The sound of heavy furniture scraping across the floor came to them through the screened front door. Livy's mother winced, which the policewoman noticed. “Most places, they put everything back the way they found it,” she said.
“You really can't tell us anything about this person?” her father said.
“There are just a lot of security concerns,” the young woman said, pressing her lips together.
Nelson knocked on the Markos' kitchen door softly, with two knuckles. Livy was standing at the stove, making hot chocolate. It was inappropriate for the season but the stove was the only appliance in the house that worked the same with or without electricity, and it was soothing to use it. The kitchen had been left mostly undisturbed in the search; some things had been pulled out of closets upstairs, and the beer cases and sacks of lime in the basement had been moved away from the walls, but that was all.
“Your mom let you out?” Livy said, as Nelson maneuvered around the counter and sat at the table. Livy
was wearing a pair of cotton shorts that were too small to be seen in outside the house, and she would have been self-conscious about them if not for the darkness of the candlelit kitchen. They revealed the white of her upper thighs where normal shorts covered them, the faint blue veins, the dark sideways hairs that she didn't bother to go after with a razor.
“She's been asleep since eight,” Nelson said.
Livy glanced up at the battery-operated clock on the wall. It was eleven thirty. Her own parents had gone to sleep at ten, looking run-down, hardly saying good night.
“She's been in bed since this afternoon.” He picked up the saltshaker, rolled it back and forth along its edge on the surface of the table.
“Is she acting weird?” Livy said, turning to watch him answer. Livy had once seen Nelson's mother throw a candlestick through a picture window. “Acting weird” was a code phrase they had used for years to refer to his mother's problem: the fact that she sometimes wouldn't get out of bed for days and seemed both blind and deaf to people who came into her bedroom to try to make her eat, and that when pressed, in that state, she could inflict astonishing violence on the inside of the house. She broke plates and put holes in the drywall. She had knocked Nelson down a few times.

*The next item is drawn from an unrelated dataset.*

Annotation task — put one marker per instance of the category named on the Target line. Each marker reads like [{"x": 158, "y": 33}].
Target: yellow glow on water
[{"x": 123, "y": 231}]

“Yeah, she's getting weird,” Nelson said. He was picking at
the holes in the top of the saltshaker with his thumbnail.
“Okay,” Livy said. “We can play checkers.”
Livy's room was a loft, open to the kitchen below on one side. The Marko house was tall and narrow and regular as a cake, three small stories stacked on top of each other, built into the side of the hill so it had front doors on two different levels. There were few interior doors, and a quiet knock on the kitchen door was plainly audible in Livy's room, though it would not carry into the master bedroom where her parents slept. Their room was on the ground floor, half underground, and had a heavy door. Nelson had been coming and going from the Marko house at night for years without disturbing her parents.